Some days, they give me the lesson in giving

Today we went to the Arboretum. Lilly walked next to the stroller, doing a great job of staying with us (with some regular reminders and a few near-misses from the old folks’ golf cart). She stopped a lot to admire the flowers, which for Lilly means gently wrapping her arms around them and giving them a kiss. When we came to the huge hill that bottoms out at the lake, Nolan so, so wanted to run down that hill. I had misgivings. But, hey, life is short. I sprung him from the stroller and let him go. He ran fast, with total, exuberant abandon. When he fell, it was one of those toppling, head-over-heels falls. It had to take his breath away. He got up onto his knees for a bit. I ran toward him and waited for the cry. But before I could get there, he was up and running again. With absolutely no misgivings. Just the same wild abandon. Freedom! Speed! It was a beautiful moment with my beautiful child. Oh sure, it all ended with him getting seriously muddy in the pit at the bottom of the hill; refusing to leave; me carrying a screaming toddler to the stroller. But even as the spectator, I’d say it was all worth that glorious run.

I read a blog tonight by a Mom who’s diagnosed herself as a “pre-mourner.” Wasting time being sad about the days gone by while missing the days still there. She ended her post by saying that what she’s really mourning is her failure to live in the moment. This makes all the sense in the world to me.

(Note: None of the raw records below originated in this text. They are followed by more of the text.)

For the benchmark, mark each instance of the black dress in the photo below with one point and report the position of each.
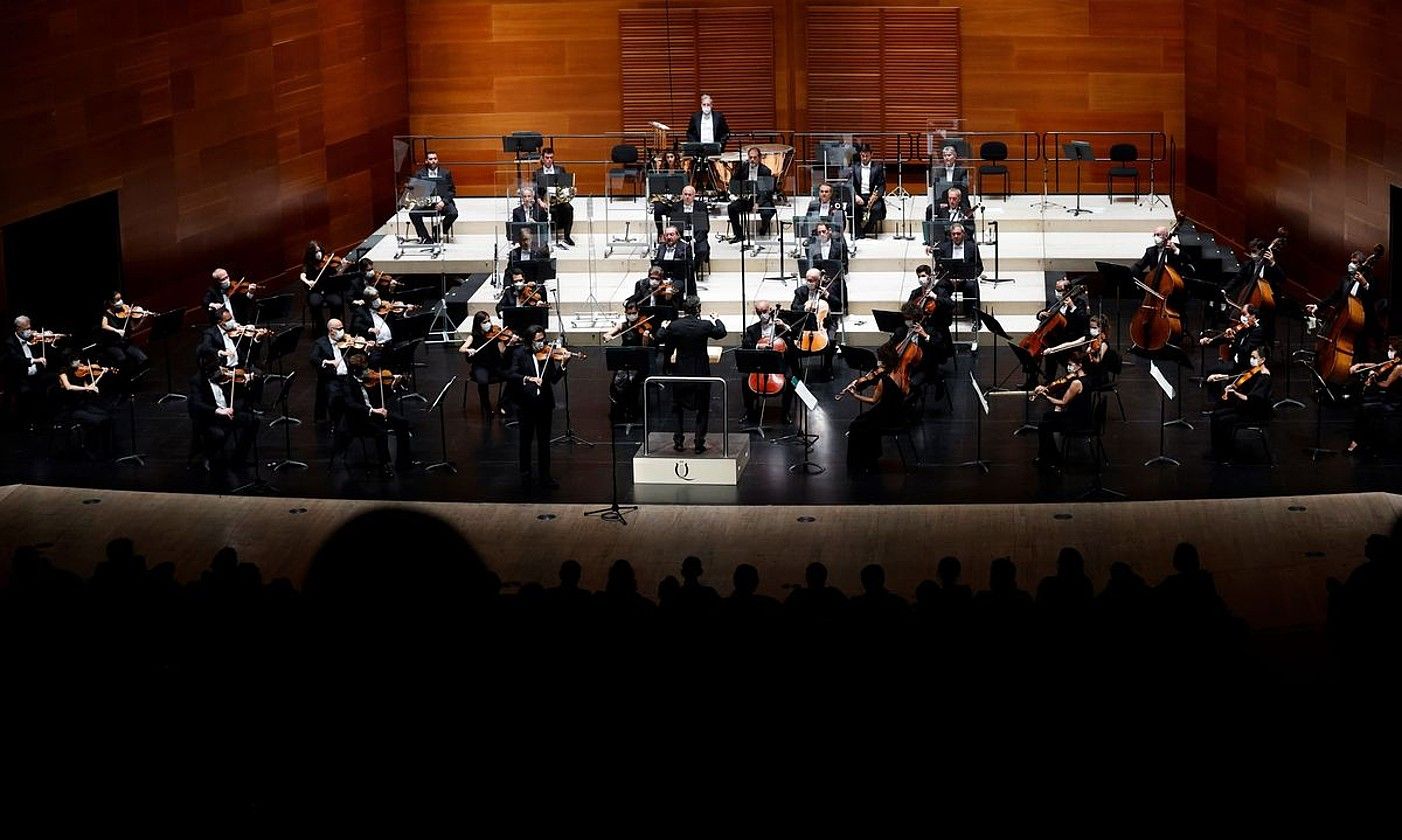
(864, 432)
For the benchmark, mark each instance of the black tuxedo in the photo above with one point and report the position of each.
(536, 403)
(868, 216)
(719, 128)
(745, 205)
(354, 404)
(690, 335)
(211, 428)
(446, 191)
(561, 215)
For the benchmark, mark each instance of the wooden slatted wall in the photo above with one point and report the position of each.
(886, 70)
(736, 66)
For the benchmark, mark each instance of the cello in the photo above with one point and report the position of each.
(1334, 354)
(1158, 323)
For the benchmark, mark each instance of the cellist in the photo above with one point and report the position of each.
(761, 335)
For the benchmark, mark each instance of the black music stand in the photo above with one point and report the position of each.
(763, 362)
(443, 463)
(1080, 152)
(164, 327)
(616, 359)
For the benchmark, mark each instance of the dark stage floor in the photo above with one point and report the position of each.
(485, 453)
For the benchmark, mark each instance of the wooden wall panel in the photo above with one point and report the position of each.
(1026, 65)
(233, 131)
(1291, 121)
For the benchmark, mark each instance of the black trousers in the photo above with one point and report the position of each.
(536, 427)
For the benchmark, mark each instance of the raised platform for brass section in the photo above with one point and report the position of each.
(1032, 241)
(656, 462)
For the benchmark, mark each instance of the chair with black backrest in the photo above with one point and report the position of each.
(1092, 435)
(1122, 154)
(993, 153)
(1111, 368)
(625, 157)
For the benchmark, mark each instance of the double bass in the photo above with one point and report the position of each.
(1334, 354)
(1158, 323)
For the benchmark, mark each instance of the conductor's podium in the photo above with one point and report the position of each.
(658, 462)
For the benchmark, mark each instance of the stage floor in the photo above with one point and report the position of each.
(485, 452)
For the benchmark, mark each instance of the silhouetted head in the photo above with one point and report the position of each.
(948, 570)
(746, 579)
(569, 574)
(1185, 557)
(874, 578)
(1070, 564)
(1003, 574)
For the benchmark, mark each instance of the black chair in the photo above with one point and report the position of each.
(625, 156)
(1092, 435)
(1112, 366)
(994, 152)
(1122, 154)
(1258, 431)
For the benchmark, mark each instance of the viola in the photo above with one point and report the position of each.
(1158, 321)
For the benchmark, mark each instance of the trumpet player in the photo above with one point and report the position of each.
(555, 184)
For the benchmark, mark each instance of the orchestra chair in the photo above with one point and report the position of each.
(1091, 435)
(625, 159)
(993, 153)
(1113, 366)
(1122, 154)
(1258, 431)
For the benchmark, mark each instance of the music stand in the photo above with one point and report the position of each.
(1080, 152)
(443, 463)
(761, 362)
(286, 431)
(640, 362)
(164, 327)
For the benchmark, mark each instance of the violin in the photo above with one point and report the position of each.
(236, 376)
(1245, 376)
(45, 337)
(1157, 323)
(386, 307)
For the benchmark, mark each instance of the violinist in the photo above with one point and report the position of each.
(935, 312)
(1381, 397)
(324, 276)
(625, 387)
(222, 296)
(655, 289)
(1244, 337)
(689, 334)
(86, 405)
(770, 333)
(365, 412)
(886, 404)
(1245, 400)
(533, 372)
(118, 323)
(1070, 410)
(676, 260)
(219, 411)
(27, 369)
(485, 349)
(328, 359)
(815, 299)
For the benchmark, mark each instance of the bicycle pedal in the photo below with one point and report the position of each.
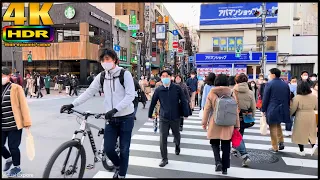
(90, 166)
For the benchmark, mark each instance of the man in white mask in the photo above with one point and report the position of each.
(119, 90)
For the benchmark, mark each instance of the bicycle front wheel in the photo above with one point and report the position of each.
(68, 166)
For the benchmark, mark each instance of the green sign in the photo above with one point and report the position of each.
(69, 12)
(133, 20)
(29, 57)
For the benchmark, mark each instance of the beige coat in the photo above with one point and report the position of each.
(215, 131)
(19, 106)
(245, 97)
(305, 126)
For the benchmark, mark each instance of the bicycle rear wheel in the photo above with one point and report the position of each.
(72, 168)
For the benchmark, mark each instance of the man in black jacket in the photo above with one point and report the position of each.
(173, 105)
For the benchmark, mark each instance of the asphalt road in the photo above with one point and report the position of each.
(50, 129)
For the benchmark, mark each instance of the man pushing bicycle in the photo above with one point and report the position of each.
(118, 87)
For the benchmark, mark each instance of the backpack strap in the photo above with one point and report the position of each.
(102, 77)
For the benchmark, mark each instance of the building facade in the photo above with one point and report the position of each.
(227, 26)
(79, 34)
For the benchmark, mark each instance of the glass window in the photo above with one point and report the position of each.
(271, 43)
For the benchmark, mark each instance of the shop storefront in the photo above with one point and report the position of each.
(80, 31)
(229, 64)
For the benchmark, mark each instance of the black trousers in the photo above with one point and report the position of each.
(165, 125)
(14, 140)
(225, 147)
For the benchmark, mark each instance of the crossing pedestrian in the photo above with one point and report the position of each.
(215, 133)
(15, 117)
(173, 105)
(179, 81)
(303, 106)
(208, 86)
(275, 106)
(192, 83)
(118, 105)
(247, 104)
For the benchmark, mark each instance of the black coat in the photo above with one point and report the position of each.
(173, 103)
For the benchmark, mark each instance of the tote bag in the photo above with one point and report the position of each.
(30, 145)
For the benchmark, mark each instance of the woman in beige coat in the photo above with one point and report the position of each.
(215, 132)
(305, 126)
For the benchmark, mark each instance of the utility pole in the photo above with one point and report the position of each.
(264, 38)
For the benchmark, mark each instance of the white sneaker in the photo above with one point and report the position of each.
(314, 150)
(301, 153)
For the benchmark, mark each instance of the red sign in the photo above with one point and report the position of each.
(175, 44)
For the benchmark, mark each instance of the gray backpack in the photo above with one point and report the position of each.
(226, 111)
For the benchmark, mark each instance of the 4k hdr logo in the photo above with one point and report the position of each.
(34, 34)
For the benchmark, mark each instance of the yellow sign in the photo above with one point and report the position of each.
(28, 35)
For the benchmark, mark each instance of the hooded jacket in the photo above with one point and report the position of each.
(245, 97)
(115, 95)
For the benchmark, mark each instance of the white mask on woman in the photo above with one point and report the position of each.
(107, 65)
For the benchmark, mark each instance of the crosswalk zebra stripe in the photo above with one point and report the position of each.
(209, 169)
(139, 147)
(196, 155)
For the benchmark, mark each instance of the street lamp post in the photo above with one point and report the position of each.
(138, 48)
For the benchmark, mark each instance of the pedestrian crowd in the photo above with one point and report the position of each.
(228, 107)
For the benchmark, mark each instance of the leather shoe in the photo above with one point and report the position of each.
(163, 163)
(177, 150)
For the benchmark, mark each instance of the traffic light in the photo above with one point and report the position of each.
(138, 34)
(29, 57)
(274, 11)
(257, 12)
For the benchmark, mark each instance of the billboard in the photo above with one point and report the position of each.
(209, 58)
(233, 13)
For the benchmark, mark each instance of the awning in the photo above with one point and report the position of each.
(125, 65)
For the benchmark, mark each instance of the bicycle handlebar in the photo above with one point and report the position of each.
(97, 116)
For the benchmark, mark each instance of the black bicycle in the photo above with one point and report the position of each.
(77, 143)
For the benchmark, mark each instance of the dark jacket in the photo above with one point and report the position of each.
(136, 88)
(193, 84)
(173, 103)
(276, 102)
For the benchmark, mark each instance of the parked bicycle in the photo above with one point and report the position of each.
(77, 143)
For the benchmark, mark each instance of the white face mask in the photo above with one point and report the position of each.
(107, 66)
(4, 80)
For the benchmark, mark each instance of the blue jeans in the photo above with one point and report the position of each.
(122, 127)
(289, 125)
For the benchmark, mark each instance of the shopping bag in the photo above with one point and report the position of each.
(30, 145)
(201, 113)
(263, 125)
(236, 138)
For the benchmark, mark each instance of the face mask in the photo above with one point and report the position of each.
(165, 81)
(107, 66)
(4, 80)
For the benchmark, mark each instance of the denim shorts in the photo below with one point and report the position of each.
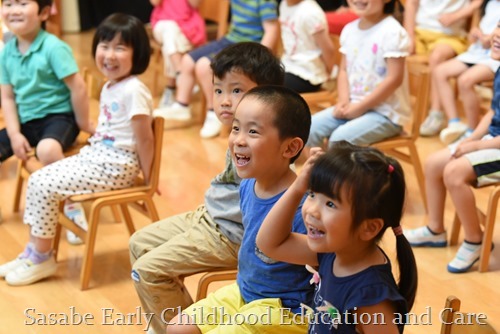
(61, 127)
(210, 50)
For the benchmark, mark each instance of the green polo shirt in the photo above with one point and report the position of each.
(37, 76)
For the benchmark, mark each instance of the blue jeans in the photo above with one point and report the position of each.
(369, 128)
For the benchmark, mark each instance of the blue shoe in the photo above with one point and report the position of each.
(423, 237)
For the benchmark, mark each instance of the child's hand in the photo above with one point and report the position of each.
(466, 146)
(20, 145)
(446, 19)
(301, 184)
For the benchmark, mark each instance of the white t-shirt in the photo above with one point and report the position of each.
(476, 53)
(302, 56)
(119, 103)
(366, 52)
(428, 16)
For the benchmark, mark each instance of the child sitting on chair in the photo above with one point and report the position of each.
(122, 146)
(472, 161)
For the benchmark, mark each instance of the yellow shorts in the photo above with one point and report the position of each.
(426, 41)
(224, 311)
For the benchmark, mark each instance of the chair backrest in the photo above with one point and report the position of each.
(155, 166)
(455, 322)
(419, 80)
(216, 11)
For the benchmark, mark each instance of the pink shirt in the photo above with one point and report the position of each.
(187, 18)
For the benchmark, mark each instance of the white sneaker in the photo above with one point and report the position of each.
(423, 237)
(167, 98)
(454, 131)
(433, 124)
(28, 272)
(175, 111)
(467, 255)
(211, 127)
(11, 265)
(76, 213)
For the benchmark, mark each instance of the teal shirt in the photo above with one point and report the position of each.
(37, 76)
(247, 18)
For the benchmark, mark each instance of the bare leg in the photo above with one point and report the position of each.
(466, 82)
(436, 191)
(438, 55)
(458, 177)
(446, 96)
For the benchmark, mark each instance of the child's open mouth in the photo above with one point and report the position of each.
(241, 160)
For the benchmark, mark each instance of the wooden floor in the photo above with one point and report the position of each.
(188, 164)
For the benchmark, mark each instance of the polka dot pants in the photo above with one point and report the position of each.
(96, 168)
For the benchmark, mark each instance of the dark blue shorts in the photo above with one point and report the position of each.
(209, 50)
(61, 127)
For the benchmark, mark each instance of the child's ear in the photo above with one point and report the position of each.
(370, 228)
(292, 147)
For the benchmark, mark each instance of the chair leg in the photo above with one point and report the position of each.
(415, 160)
(88, 256)
(488, 229)
(128, 219)
(116, 213)
(18, 187)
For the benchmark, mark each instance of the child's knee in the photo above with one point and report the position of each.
(49, 150)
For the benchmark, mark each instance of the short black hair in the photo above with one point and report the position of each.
(252, 59)
(42, 4)
(132, 33)
(292, 116)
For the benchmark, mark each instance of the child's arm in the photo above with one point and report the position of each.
(376, 326)
(18, 141)
(80, 102)
(393, 79)
(145, 144)
(275, 238)
(410, 15)
(464, 12)
(322, 39)
(474, 142)
(271, 34)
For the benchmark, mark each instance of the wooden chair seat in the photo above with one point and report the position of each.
(488, 222)
(140, 197)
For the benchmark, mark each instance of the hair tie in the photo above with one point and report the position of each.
(398, 230)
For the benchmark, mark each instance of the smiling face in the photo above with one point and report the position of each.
(228, 93)
(372, 10)
(114, 59)
(495, 43)
(328, 222)
(22, 17)
(254, 141)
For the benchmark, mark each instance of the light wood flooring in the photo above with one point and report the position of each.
(188, 164)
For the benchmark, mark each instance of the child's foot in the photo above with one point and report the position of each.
(454, 131)
(467, 255)
(29, 272)
(175, 111)
(424, 237)
(211, 127)
(167, 98)
(433, 124)
(11, 265)
(76, 213)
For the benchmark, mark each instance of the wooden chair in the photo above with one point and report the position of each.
(25, 168)
(488, 221)
(327, 96)
(419, 79)
(139, 196)
(455, 322)
(212, 276)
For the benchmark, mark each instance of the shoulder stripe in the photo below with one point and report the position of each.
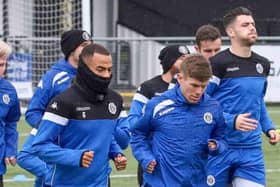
(33, 131)
(55, 118)
(58, 76)
(141, 98)
(215, 80)
(162, 105)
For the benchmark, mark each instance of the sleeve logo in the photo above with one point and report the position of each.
(208, 117)
(112, 108)
(6, 99)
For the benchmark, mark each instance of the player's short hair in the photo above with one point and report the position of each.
(196, 66)
(233, 13)
(207, 32)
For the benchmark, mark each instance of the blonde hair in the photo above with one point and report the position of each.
(5, 49)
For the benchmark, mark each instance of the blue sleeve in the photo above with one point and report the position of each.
(135, 112)
(265, 120)
(11, 134)
(121, 134)
(218, 134)
(46, 148)
(140, 141)
(39, 102)
(28, 161)
(115, 149)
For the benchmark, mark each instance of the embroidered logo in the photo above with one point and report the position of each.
(40, 84)
(259, 68)
(211, 180)
(54, 105)
(183, 50)
(6, 99)
(208, 118)
(112, 108)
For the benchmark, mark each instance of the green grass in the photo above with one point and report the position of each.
(123, 178)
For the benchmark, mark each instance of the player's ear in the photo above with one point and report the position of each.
(230, 31)
(180, 77)
(196, 48)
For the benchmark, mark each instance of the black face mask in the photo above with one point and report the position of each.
(93, 87)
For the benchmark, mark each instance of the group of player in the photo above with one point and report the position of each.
(197, 124)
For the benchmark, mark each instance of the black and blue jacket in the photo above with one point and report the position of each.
(240, 84)
(72, 125)
(9, 116)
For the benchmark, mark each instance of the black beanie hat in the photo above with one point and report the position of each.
(71, 39)
(170, 54)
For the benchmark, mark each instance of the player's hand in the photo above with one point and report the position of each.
(212, 145)
(151, 166)
(87, 158)
(120, 162)
(244, 123)
(11, 160)
(273, 137)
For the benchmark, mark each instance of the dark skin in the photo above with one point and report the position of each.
(120, 160)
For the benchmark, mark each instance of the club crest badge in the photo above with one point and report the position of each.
(259, 68)
(54, 105)
(183, 49)
(6, 99)
(211, 180)
(208, 117)
(112, 108)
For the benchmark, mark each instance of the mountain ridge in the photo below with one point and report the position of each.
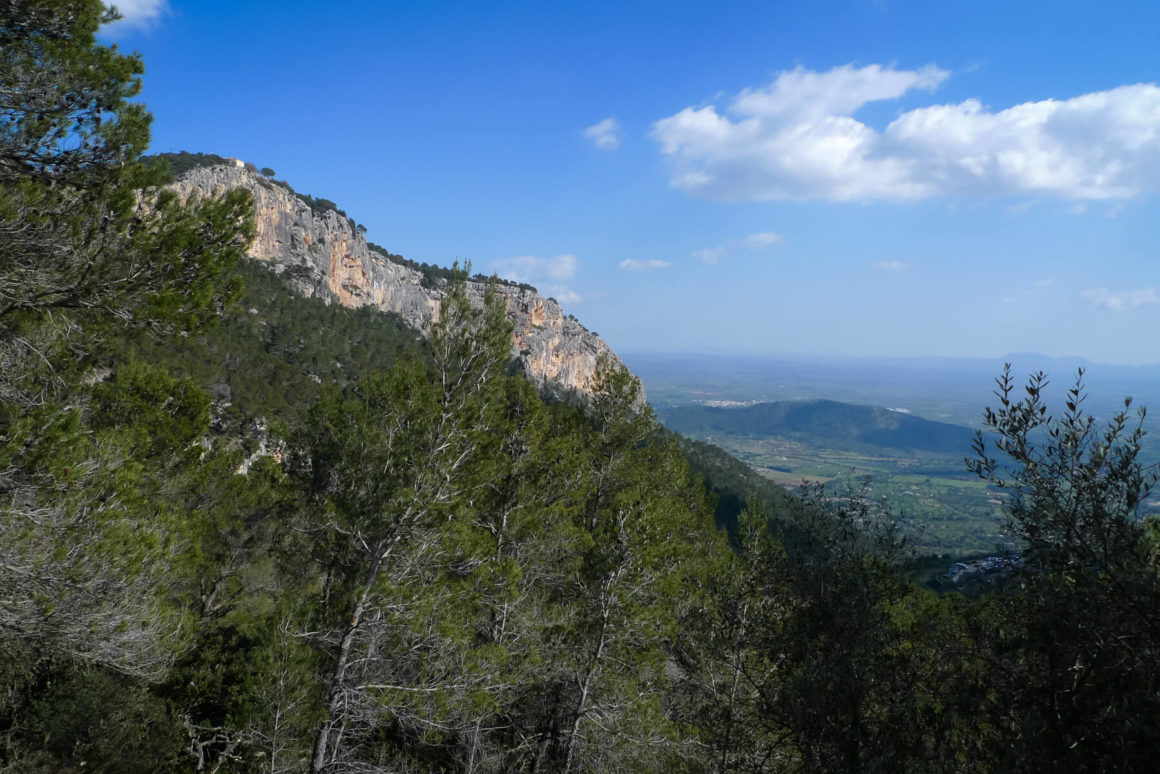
(843, 425)
(324, 253)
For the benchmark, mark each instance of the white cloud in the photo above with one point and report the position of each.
(566, 296)
(762, 240)
(797, 139)
(545, 273)
(1123, 299)
(712, 255)
(606, 135)
(528, 268)
(709, 255)
(632, 265)
(138, 13)
(891, 266)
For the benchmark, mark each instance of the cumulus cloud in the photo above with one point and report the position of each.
(762, 240)
(528, 268)
(712, 255)
(545, 273)
(797, 138)
(566, 296)
(138, 13)
(632, 265)
(891, 266)
(606, 135)
(709, 255)
(1123, 299)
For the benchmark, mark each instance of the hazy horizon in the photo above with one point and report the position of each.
(883, 178)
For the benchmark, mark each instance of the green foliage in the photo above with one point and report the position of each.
(433, 276)
(281, 536)
(182, 161)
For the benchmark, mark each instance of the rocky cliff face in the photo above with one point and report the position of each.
(324, 254)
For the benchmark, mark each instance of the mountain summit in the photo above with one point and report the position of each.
(324, 253)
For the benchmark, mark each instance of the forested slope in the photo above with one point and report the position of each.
(430, 569)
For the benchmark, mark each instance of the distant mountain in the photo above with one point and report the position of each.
(824, 422)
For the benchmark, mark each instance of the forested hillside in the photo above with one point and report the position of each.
(243, 530)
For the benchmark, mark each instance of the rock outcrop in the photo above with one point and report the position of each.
(323, 253)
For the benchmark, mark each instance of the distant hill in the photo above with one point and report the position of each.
(824, 422)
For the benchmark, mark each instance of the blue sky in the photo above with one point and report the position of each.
(870, 178)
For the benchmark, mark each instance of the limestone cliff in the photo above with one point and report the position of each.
(324, 254)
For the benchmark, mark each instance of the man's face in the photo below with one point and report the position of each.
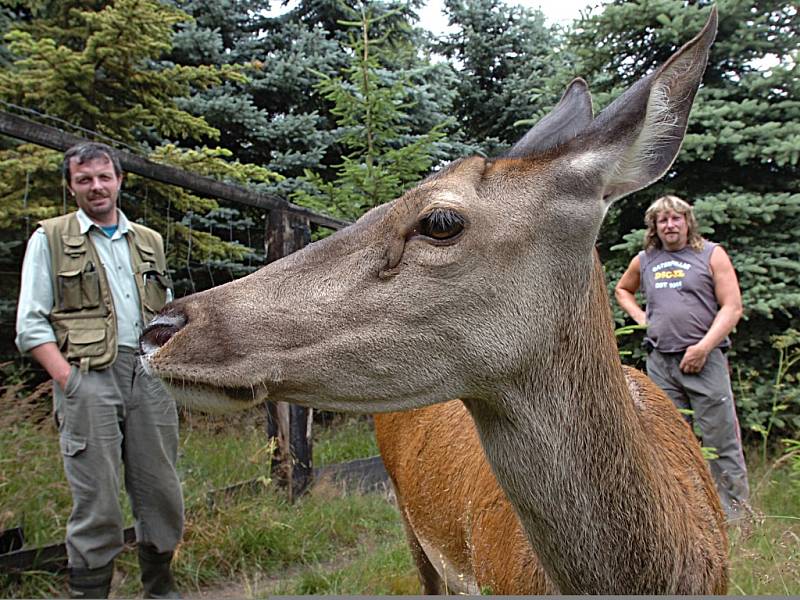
(672, 229)
(95, 186)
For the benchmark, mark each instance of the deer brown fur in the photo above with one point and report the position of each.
(482, 284)
(463, 532)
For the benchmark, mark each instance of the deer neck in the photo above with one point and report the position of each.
(567, 447)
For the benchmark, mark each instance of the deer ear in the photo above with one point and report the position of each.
(637, 137)
(569, 117)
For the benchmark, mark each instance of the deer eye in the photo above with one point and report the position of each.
(441, 224)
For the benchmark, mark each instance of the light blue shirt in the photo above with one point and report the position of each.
(37, 297)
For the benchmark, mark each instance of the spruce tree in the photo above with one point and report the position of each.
(381, 155)
(504, 56)
(738, 165)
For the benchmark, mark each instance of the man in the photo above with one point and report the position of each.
(90, 281)
(693, 303)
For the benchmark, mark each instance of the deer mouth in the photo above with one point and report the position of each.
(209, 398)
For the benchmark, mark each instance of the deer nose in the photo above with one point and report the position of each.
(161, 329)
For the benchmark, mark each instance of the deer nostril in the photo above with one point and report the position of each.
(160, 330)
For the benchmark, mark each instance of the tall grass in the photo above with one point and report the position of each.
(254, 543)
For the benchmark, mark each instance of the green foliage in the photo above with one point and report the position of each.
(505, 56)
(347, 439)
(370, 112)
(782, 412)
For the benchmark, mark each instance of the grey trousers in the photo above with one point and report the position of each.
(709, 395)
(106, 418)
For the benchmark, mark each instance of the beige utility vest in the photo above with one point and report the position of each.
(83, 316)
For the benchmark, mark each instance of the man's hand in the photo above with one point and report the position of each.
(50, 358)
(694, 359)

I’ll remember today for those shining moments: flower kissing and flying down the hill like a kite. Some days, the 2-year-olds give me the lesson in giving.

March 23, 2011. Uncategorized.

One Comment

  1. Alison replied:

    Love this so much. And sometimes giving is just saying yes when your auto-response is no. I can just see nolan’s hair flying as he ran down the hill. So fun! I bet they talk about their experiences at the arboretum for a long time!